Had the points been distinctly raised at the trial as they arc now presented in argument, the bill might have been somewhat abridged in its history of the people’s case; though I admit not a great deal, if we allow full effect to the exception as taken, and hold the points to be all properly involved in the general motion made at the trial for instructions to acquit. A general objection of the latter kind, however, is hardly ever available in a bill. An objection usually arises, where the main facts are made out in proof, but there is some particular defect relied upon by counsel.
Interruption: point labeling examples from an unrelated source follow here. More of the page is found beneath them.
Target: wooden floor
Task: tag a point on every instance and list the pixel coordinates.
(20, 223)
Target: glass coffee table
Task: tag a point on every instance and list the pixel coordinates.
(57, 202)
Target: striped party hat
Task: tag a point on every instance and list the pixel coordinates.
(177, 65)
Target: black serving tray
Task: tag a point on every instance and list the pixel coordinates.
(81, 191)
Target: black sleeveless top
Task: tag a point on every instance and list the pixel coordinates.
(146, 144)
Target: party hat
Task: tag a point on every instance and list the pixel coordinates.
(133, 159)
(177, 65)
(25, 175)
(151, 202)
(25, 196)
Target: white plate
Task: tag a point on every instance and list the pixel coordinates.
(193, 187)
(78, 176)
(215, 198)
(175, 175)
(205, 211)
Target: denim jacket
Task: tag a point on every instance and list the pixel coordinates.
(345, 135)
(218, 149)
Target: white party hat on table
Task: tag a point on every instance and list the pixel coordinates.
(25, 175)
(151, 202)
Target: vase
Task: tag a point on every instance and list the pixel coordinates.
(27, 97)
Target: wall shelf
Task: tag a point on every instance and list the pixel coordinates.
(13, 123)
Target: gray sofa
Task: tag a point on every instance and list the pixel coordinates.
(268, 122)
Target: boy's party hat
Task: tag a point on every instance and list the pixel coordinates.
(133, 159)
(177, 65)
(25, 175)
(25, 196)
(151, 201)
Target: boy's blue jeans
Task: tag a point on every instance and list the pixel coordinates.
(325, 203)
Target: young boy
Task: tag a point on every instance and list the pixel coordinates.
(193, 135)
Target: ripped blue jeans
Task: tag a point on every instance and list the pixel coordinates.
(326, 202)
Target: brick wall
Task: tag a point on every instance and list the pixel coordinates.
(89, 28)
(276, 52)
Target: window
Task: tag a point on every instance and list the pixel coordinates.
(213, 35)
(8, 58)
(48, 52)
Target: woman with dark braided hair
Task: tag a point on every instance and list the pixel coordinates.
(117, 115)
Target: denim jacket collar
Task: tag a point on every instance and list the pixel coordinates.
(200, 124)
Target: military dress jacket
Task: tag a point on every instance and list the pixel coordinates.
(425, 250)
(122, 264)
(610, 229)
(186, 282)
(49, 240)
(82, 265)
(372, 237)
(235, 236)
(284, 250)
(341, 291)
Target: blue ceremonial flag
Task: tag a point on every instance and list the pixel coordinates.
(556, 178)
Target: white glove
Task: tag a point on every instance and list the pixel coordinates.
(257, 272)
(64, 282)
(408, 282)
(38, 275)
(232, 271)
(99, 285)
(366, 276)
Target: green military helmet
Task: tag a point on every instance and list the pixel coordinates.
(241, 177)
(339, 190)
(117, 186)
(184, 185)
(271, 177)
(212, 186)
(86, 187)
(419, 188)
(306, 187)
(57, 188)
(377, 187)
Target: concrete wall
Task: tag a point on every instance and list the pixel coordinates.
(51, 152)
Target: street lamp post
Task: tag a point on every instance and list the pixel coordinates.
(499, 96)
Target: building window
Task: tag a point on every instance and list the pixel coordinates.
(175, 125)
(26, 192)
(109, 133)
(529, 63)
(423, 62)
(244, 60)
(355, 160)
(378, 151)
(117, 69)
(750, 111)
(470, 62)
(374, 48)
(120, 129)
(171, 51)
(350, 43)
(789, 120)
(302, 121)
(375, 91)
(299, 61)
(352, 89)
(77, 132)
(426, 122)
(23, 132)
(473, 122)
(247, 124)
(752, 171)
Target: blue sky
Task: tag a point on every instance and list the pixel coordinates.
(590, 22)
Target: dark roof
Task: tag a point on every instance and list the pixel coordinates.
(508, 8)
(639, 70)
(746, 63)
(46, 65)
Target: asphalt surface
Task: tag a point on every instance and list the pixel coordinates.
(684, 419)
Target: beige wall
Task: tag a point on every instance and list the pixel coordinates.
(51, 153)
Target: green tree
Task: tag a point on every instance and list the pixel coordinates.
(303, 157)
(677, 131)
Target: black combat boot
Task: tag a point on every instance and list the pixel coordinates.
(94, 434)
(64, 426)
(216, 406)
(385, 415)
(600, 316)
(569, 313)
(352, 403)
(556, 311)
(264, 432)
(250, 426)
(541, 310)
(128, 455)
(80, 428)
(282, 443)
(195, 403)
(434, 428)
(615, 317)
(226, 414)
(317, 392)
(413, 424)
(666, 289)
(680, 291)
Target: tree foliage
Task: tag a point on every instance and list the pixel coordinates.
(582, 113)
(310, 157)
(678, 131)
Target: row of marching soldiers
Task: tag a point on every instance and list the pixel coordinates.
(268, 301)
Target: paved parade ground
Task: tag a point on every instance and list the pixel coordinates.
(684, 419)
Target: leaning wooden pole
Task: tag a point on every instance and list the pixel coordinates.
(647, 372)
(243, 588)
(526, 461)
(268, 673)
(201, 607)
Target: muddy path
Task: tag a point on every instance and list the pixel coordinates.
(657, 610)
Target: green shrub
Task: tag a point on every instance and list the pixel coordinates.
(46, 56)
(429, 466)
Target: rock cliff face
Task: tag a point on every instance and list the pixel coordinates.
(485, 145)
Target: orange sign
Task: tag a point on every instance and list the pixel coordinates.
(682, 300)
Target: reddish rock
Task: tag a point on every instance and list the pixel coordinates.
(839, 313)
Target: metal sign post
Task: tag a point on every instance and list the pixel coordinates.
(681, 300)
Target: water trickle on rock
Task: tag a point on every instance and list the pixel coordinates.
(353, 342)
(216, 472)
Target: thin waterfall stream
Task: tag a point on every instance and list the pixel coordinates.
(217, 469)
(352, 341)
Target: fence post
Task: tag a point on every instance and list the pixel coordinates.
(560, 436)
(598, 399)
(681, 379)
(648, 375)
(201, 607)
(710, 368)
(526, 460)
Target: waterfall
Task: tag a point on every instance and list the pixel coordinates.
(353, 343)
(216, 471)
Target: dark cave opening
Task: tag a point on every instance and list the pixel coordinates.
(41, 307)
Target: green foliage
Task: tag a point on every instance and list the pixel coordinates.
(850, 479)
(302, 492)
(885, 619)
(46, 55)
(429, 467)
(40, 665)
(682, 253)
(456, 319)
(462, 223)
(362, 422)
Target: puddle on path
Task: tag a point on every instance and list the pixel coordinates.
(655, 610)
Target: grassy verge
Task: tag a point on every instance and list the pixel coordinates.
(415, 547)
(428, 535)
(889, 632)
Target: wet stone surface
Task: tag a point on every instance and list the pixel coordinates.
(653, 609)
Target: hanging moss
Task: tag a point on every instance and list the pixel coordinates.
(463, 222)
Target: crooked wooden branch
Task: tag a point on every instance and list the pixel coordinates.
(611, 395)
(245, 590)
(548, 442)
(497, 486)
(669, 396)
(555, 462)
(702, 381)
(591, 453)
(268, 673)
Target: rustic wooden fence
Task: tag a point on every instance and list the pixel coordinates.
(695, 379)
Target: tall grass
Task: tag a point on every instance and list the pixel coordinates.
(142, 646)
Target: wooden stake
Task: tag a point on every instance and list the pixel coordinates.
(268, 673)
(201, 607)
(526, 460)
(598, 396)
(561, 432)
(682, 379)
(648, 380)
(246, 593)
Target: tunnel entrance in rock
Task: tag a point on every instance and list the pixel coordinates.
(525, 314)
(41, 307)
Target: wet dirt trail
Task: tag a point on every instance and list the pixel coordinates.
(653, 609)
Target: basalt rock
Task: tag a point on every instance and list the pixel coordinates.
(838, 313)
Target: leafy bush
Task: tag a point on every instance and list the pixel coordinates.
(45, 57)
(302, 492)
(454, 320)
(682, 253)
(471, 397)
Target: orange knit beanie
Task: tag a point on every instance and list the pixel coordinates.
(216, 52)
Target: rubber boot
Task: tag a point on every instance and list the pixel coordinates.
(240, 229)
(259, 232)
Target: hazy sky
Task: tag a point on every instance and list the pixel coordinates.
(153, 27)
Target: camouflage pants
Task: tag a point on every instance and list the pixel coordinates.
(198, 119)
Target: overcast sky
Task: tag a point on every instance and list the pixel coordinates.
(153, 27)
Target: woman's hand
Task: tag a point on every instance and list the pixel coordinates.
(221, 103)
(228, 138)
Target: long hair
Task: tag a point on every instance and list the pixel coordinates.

This they are required to point out, because it may, on being mentioned, be at once obviated
I am aware of the great difficulty of courts below in trimming the case down to the neat points which should always, if possible, be presented.- There is a frequent anxiety on the part of counsel to place every thing in a bill which is at all favorable to their clients in any view, and between the fear of making the case come short of what it should be, and the great respect so properly entertained for the zeal of counsel, and the real indulgence due to them in the exercise of their arduous and useful office, there is every tendency to relaxation. In settling many of these bills myself, with a full understanding, as I thought, of the general rules upon which it should be done, I have yet constantly felt the difficulty of their application, from the causes mentioned, and others inherent in this branch of judicial business. I am, therefore, far from speaking in a spirit of censure, when 1 notice the irrelevant matter which has found its way into this bill. The whole occupies no very great space, and is least of all attributable to a desire in any one concerned to swell folios for the sake of fees. But it can be seen how easily the practice may be abused to a very inconvenient, not to say an oppressive extent, if the courts who are to settle these bills prefer leaving matter to stand,where there is a mere doubt of its relevancy, when it is their duty to repress every attempt at obvious redundancy. In the court of review the line of duty is plain. Exceptions not properly presented cannot be regarded," even in criminal cases, 2 Chit. Gen. Pr. 593, and the cases there cited in note (e); and useless prolixity should be discouraged in every department of legal practice.
The sessions are advised to sentence the prisoner, if they have not already done so.